OPINIÃO

Academia de Letras, para quê ?

Para que serve uma Academia de Letras?

Você e eu, sujeitos razoavelmente letrados, poderemos gaguejar duas ou três respostas para essa questão. Mas pergunte para um jovem qualquer, que se ocupe menos com livros e mais com vídeos do TIKTOK e tenho certeza de que não haverá resposta de pronto.

Insisto, pois, na pergunta: o que faz nossa Academia Norte-rio-grandense de Letras? Certa vez, perguntei isso para um colega e ele respondeu que ela existia para que um certo número de privilegiados pudesse se locupletar em seus egos. Exageros e maldades à parte, conheço a pessoa e a obra de alguns dos nomes dali que merecem nosso franco respeito. Outro fato que merece destaque tem sido o trabalho de Thiago Gonzaga como editor da Revista da Academia, exercendo louvável tentativa de difusão das letras no nosso Estado.

Mas e o que mais? Por que não tomamos conhecimento de mais iniciativas da Academia para contribuir efetivamente com o fomento da leitura e da formação de público leitor no Rio Grande do Norte?
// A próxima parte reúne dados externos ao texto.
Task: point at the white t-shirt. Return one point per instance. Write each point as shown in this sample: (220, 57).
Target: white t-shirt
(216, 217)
Onde estão também as ações que, junto à prefeitura e ao governo, pudessem estimular a produção de novos autores ou mesmo dar continuidade à expressão de talentos já atuantes na terrinha potiguar? Concursos literários? Abertura maior para publicação na Revista de nomes que não “imortais”? Bate-papos junto às escolas e à Universidade?

Essas foram algumas das ideias que troquei com Josimey Costa da Silva no último sábado, dia 14 de maio, por ocasião do lançamento da reedição de “Bahú de Turco”, livro do jornalista e poeta de verve humorista Pedro Lopes Junior. Josimey está como candidata a uma das cadeiras da Academia Norte-rio-grandense de Letras e tem meu apoio. Explico por quê.

Primeiramente, pela competência profissional. Josimey tem Doutorado em Ciências Sociais/Antropologia pela PUC-SP e Pós-Doutorado em Comunicação Social pela UFRJ. Atua como professora e pesquisadora nos Programas de Pós-Graduação em Estudos da Mídia (PPgEM) e em Ciências Sociais (PPgCS) da UFRN. E não é só o seu currículo, recheado de premiações, que lhe garante essa competência, mas também o dia a dia junto a alunos de graduação e pós-graduação, o que a torna ainda mais ciente e sensível sobre o que se pode aspirar e melhorar em termos de leitura e de espírito crítico no mundo.

Em segundo lugar, e não menos importante, eu destaco a sensibilidade literária de Josimey. Ela não é autora de um livro só, mas de vários títulos, numa produção que remonta há mais de vinte anos, abarcando gêneros diversos como contos, poesia e ensaios, como “Quase Conto”, “Casa de Penhores” e “A palavra sobreposta: imagens contemporâneas da Segunda Guerra em Natal”. Isso sem falar na sua produção bibliográfica acadêmica, que reúne trabalhos que deixam antever sua inegável relação com a literatura, tais como “Amável Zila” ou ainda “Escritura lavrada em pauta e alinhavos de fé”, dentre outros.

Por fim, Josimey Costa da Silva representa uma mudança de paradigma de que a Academia anda precisando. Todos nós sabemos disso. Está na hora de injetar ali sangue novo, com outras disposições e aspirações. Eu (e talvez você) não posso votar, mas realmente espero que os integrantes da Academia deem uma chance ao nome da professora e escritora Josimey e a tudo o que ela representa de bom para o futuro das Letras no Rio Grande do Norte.